In Groot-Brittannië rijzen steeds meer vragen over de zin van het vorstenhuis. Op het vasteland blijft de monarchie echter een ge- waardeerd instituut. Wat loopt er mis in het Verenigd Koninkrijk ?

DE Noorse woordvoerder klinkt geschokt. Het persoonlijke inkomen van koning Harald V ? Waar zou de man dat moeten vandaan halen ? Bruidsschat ? Erfenissen ? Opgespaarde overschotten op de toelage die hij en zijn familie krijgen ? De Britse koningin heeft van de staatstoelage zo’n 8 miljard frank opzij kunnen leggen, maar… Blijkbaar begrijpen we de rol van de Noorse koning niet goed.

De officiële tekst ?The Norwegian monarchy? moet één en ander duidelijk maken.
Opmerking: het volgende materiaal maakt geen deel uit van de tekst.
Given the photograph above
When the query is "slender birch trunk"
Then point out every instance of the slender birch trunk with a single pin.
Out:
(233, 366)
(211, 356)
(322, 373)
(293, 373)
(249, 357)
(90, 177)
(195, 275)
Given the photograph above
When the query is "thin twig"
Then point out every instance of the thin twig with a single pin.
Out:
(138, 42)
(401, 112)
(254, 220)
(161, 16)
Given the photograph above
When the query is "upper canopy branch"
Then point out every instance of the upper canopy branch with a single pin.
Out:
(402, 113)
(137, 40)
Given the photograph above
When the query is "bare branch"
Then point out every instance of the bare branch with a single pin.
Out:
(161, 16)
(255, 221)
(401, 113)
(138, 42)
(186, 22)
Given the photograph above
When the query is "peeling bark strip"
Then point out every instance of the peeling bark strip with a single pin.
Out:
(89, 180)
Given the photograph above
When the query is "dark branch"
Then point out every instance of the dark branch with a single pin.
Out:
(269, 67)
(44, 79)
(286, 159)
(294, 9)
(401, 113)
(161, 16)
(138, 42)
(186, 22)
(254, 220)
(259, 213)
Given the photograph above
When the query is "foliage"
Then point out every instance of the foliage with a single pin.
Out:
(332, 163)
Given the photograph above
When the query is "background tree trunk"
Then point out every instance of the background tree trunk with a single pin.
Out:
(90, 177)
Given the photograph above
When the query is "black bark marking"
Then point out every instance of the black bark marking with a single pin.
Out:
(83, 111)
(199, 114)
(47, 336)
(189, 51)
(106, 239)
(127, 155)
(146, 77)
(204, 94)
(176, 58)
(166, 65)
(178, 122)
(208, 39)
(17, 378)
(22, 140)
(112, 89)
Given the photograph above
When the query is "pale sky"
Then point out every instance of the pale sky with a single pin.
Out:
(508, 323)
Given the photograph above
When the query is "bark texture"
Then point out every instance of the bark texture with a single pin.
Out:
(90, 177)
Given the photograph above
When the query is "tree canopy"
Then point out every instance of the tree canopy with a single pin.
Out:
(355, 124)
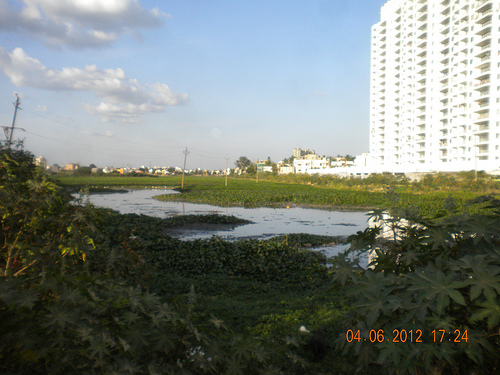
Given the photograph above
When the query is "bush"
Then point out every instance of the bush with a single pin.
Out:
(437, 280)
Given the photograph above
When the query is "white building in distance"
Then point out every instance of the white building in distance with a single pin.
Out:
(435, 86)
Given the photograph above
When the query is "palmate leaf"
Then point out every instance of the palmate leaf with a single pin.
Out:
(343, 269)
(438, 238)
(490, 310)
(433, 284)
(373, 303)
(482, 227)
(485, 279)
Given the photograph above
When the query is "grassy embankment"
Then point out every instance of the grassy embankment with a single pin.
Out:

Eerst was er de grondwet van 1814. Dan pas ging het land, dat nog een unie vormde met Zweden, op zoek naar een koning. Toen Noorwegen in 1905 onafhankelijk werd, bleef het een koninkrijk, maar de koning werd naar huis gestuurd. De ?monarchie staat los van de vorst? : de man die de monarchie symboliseert is er toevallig, het systeem zelf komt voort uit een vrijwillige keuze van het volk. De koningskeuze van het parlement Håkon VI, een Deense prins werd bij volksstemming bekrachtigd.
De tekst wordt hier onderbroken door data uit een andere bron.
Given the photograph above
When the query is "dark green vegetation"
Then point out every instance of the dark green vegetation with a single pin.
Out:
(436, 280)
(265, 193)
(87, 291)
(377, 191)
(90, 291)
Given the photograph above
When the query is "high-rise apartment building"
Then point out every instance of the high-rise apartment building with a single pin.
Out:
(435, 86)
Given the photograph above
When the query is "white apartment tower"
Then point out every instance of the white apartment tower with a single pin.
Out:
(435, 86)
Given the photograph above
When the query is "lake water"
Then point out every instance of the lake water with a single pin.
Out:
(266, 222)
De monarchie werd beschouwd als een element van stabiliteit. Een argument dat overigens in andere Europese landen ook meespeelde. België gold bij zijn ontstaan als een wat gevaarlijk, revolutionair land. Daarom drongen de grote naties aan op de installering van een monarchie. Wat de Saksen-Coburgs hier op de troon bracht. Koning Albert II wordt ook vandaag nog beschouwd als een ?bindend element? tussen de gebruikers van verschillende talen, tussen Gewesten en Gemeenschappen. De Spaanse generaal Francisco Franco benoemde Juan Carlos de Bourbon tot zijn opvolger om het ?linkse gevaar? te bezweren.

TROONSAFSTAND.

Toch blijft Noorwegen een apart geval. De Noorse koning kan bij wet worden afgezet, maar moet parlementaire toelating krijgen om af te treden. Hij heeft geen macht, want macht veronderstelt keuzes en conflicten. De opvolging van dit ?machteloze hoofd van een democratie? loopt via de erfelijkheid, want dat waarborgt de continuïteit. Maar de invulling van de functie hangt van de monarch zelf af.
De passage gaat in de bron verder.